What led to the insurrection of Jan. 6? Just look at our monuments
It’s been a week. Let’s get right into it. I’m Carolina A. Miranda, arts and urban design columnist, with the week’s essential art news:
How we remember history
It was with revulsion that I watched the Jan. 6 select committee hearing on Thursday evening. Revulsion at the violence. Revulsion at the actions of figures like Jared Kushner, who said he was too busy ramming through pardons for Trump’s cronies to recognize what was happening. Revulsion at some of the coverage that followed, including Fox News’ refusal to air the committee’s presentation live and its chyron claim that it was a “show trial” along with ABC News hauling out former New Jersey Gov. Chris Christie as commentator. Thanks, ABC News, for the impeccable moral authority.
One thing my mind kept circling back to were comments by Chairman Bennie Thompson, a Democrat from Mississippi, who at the top of his remarks introduced himself by stating: “I am from a part of the country where people justified the the actions of slavery, the Ku Klux Klan and lynching. I’m reminded of that dark history as I hear voices today try and justify the actions of the insurrectionists on January 6th, 2021.”

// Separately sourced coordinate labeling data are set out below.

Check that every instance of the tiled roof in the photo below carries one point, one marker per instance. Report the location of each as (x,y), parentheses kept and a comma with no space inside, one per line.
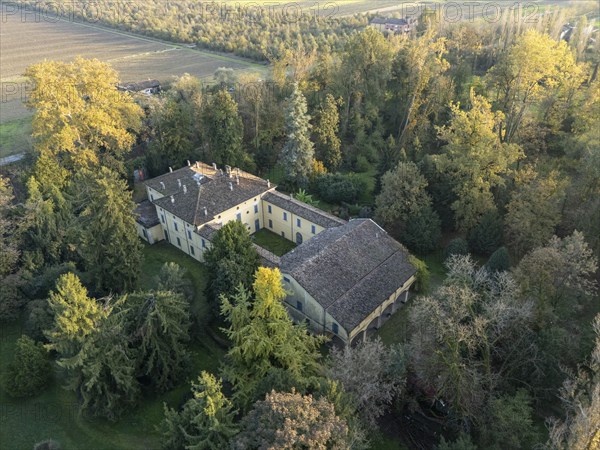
(304,210)
(350,270)
(198,194)
(146,214)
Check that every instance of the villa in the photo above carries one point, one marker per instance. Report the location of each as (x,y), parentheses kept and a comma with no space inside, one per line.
(342,276)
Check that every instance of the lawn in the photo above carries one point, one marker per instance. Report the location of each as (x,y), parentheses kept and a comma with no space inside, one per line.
(54,413)
(15,136)
(273,242)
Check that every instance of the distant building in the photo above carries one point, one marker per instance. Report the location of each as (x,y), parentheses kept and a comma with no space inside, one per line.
(341,277)
(147,87)
(392,25)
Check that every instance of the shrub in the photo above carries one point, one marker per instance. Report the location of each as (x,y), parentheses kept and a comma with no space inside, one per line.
(499,261)
(486,236)
(29,372)
(457,246)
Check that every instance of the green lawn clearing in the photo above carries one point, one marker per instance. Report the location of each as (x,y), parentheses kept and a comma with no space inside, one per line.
(273,242)
(54,414)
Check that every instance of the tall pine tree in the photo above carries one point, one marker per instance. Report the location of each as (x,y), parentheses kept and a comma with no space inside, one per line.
(105,230)
(298,153)
(264,338)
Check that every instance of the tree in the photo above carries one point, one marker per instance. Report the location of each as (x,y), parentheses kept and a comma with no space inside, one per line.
(476,159)
(105,230)
(532,68)
(580,394)
(103,371)
(80,117)
(231,260)
(298,153)
(291,420)
(486,236)
(76,316)
(223,130)
(328,144)
(30,370)
(157,323)
(534,210)
(264,337)
(471,336)
(172,277)
(10,243)
(9,247)
(206,421)
(174,121)
(422,233)
(457,246)
(402,196)
(365,372)
(558,276)
(499,261)
(510,423)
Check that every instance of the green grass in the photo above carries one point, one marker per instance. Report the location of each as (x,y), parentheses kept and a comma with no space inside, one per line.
(395,329)
(54,413)
(273,242)
(14,136)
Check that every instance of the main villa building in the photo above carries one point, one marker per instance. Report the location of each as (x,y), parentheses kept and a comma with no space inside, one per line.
(341,277)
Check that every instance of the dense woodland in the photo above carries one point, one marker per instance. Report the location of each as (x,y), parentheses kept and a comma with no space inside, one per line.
(476,142)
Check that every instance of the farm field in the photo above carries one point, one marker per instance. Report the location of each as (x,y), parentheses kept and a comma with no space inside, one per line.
(23,43)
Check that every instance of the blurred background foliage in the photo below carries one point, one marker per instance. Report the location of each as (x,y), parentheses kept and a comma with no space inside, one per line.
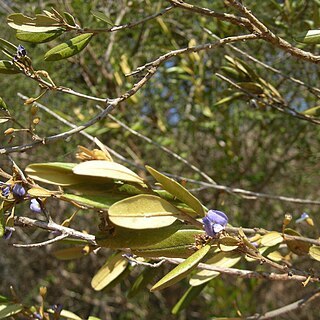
(237,142)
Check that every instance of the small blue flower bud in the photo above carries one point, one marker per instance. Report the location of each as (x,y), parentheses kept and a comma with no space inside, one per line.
(214,222)
(35,206)
(18,190)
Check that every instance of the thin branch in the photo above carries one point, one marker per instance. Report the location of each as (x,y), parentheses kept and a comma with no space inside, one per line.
(52,226)
(299,304)
(41,244)
(247,274)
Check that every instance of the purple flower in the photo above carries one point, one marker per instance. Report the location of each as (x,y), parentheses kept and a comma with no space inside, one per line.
(5,191)
(35,206)
(18,190)
(214,222)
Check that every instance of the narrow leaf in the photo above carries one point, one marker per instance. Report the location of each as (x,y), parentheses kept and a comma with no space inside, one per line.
(38,37)
(143,212)
(69,48)
(111,270)
(178,191)
(182,270)
(101,16)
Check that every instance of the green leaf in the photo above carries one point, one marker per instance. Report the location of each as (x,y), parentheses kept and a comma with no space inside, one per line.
(190,295)
(106,169)
(271,239)
(41,23)
(314,252)
(178,245)
(220,259)
(118,237)
(38,37)
(143,212)
(69,253)
(296,246)
(69,48)
(7,309)
(94,201)
(182,270)
(66,314)
(111,270)
(144,278)
(310,37)
(178,191)
(8,67)
(101,16)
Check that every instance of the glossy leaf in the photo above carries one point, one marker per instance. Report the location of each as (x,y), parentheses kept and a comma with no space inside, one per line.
(220,259)
(271,239)
(182,270)
(296,246)
(106,169)
(143,212)
(144,278)
(314,252)
(179,245)
(101,16)
(41,23)
(7,67)
(109,272)
(178,191)
(68,49)
(95,201)
(190,295)
(117,237)
(8,309)
(69,253)
(38,37)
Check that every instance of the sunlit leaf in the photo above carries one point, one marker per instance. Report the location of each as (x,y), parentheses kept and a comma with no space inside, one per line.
(38,37)
(8,309)
(41,23)
(182,270)
(144,278)
(143,212)
(107,169)
(178,191)
(109,272)
(271,239)
(101,16)
(296,246)
(68,48)
(117,237)
(178,245)
(220,259)
(190,295)
(314,252)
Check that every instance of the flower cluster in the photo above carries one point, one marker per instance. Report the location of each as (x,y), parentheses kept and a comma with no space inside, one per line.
(214,222)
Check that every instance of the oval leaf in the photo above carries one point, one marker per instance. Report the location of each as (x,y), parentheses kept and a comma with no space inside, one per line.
(221,259)
(69,48)
(271,239)
(178,245)
(182,270)
(111,270)
(41,23)
(143,212)
(118,238)
(178,191)
(314,252)
(107,169)
(38,37)
(101,16)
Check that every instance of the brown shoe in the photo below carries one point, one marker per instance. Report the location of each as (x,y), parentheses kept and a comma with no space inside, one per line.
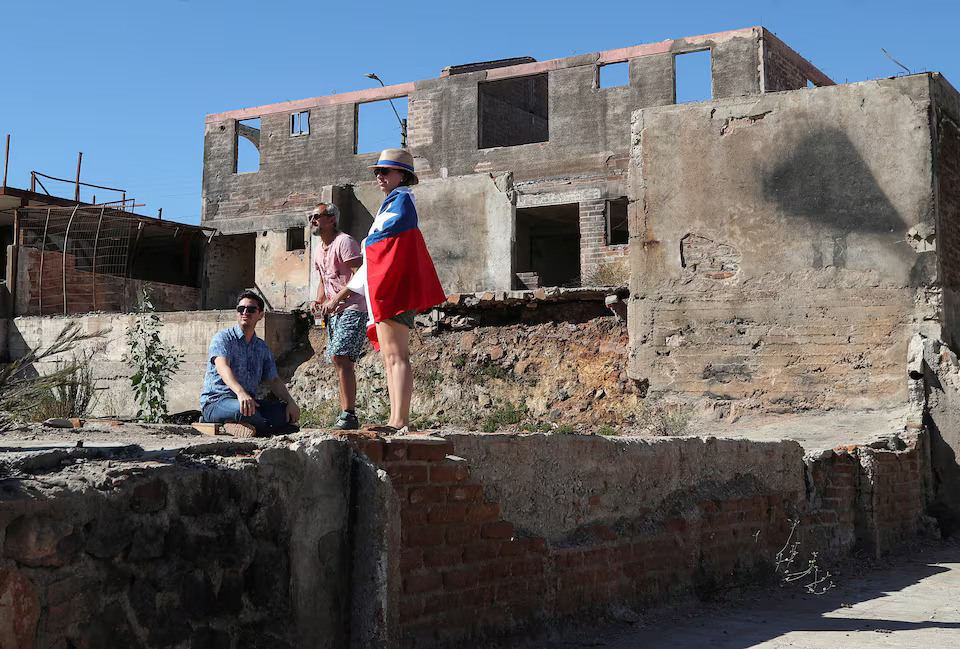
(239,429)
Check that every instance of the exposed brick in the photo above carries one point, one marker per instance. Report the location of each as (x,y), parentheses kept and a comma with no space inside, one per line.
(497,530)
(465,493)
(408,474)
(447,514)
(413,584)
(449,472)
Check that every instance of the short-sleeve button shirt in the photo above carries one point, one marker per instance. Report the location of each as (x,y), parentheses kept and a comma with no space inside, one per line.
(250,362)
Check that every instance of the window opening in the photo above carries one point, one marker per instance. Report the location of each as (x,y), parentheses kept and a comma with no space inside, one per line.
(692,77)
(296,239)
(300,123)
(248,145)
(614,75)
(380,125)
(617,230)
(511,112)
(547,251)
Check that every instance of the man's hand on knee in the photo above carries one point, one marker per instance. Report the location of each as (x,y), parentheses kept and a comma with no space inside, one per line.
(293,413)
(248,405)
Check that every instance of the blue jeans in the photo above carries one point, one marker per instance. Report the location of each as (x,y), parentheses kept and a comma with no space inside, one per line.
(270,417)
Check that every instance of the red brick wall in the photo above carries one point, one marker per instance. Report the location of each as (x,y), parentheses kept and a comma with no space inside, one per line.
(466,573)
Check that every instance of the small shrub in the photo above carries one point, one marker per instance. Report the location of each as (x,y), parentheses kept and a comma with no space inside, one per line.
(153,361)
(505,415)
(612,273)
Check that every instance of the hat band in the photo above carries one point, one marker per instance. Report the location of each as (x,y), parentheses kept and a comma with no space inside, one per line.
(382,162)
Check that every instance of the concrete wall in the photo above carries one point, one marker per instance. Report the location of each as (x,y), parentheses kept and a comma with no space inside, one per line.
(415,542)
(770,256)
(231,552)
(188,332)
(586,133)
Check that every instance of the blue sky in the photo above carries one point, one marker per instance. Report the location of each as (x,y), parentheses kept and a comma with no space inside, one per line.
(129,83)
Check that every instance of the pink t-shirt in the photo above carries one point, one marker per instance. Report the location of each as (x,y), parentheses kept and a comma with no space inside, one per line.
(331,261)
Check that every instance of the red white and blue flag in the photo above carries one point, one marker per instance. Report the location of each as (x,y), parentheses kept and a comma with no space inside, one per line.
(397,273)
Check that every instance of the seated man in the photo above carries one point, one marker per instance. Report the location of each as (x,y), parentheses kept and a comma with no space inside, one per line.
(238,360)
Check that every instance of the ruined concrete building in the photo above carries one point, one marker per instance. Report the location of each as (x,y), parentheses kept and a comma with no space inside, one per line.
(791,247)
(524,165)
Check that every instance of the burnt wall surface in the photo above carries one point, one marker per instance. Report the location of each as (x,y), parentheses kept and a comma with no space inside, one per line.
(415,542)
(770,256)
(585,126)
(239,547)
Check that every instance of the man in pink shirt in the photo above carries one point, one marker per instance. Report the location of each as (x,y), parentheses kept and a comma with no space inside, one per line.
(337,257)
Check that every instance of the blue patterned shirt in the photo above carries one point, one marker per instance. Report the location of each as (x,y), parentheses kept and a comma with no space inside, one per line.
(251,363)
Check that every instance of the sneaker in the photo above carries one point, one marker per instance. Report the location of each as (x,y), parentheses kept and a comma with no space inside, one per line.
(346,421)
(239,429)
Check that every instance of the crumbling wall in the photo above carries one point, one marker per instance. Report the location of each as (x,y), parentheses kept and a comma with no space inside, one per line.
(498,532)
(784,69)
(467,224)
(770,257)
(188,332)
(43,293)
(234,546)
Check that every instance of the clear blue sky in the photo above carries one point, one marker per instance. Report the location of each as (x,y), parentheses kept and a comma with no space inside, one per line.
(129,83)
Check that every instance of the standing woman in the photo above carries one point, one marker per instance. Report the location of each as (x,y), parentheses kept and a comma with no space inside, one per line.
(397,277)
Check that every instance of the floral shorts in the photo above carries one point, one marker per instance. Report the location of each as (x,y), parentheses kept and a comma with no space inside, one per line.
(346,334)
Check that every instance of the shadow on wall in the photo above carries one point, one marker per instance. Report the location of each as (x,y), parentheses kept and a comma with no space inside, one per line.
(825,180)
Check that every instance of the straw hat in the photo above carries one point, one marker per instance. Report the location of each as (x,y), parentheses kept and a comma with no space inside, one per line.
(396,159)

That statement took my brain to two places simultaneously: a recent visit I made to the Confederate monument at Stone Mountain in Georgia and Elizabeth Alexander’s new book, “The Trayvon Generation.”
I’ll start with the book.
Alexander is a poet and scholar and Pulitzer finalist who currently serves as the president of the Mellon Foundation. One of her most important undertakings at Mellon has been the Monuments Project, a $250-million initiative in support of public projects that “more completely and accurately represent the multiplicity and complexity of American stories.”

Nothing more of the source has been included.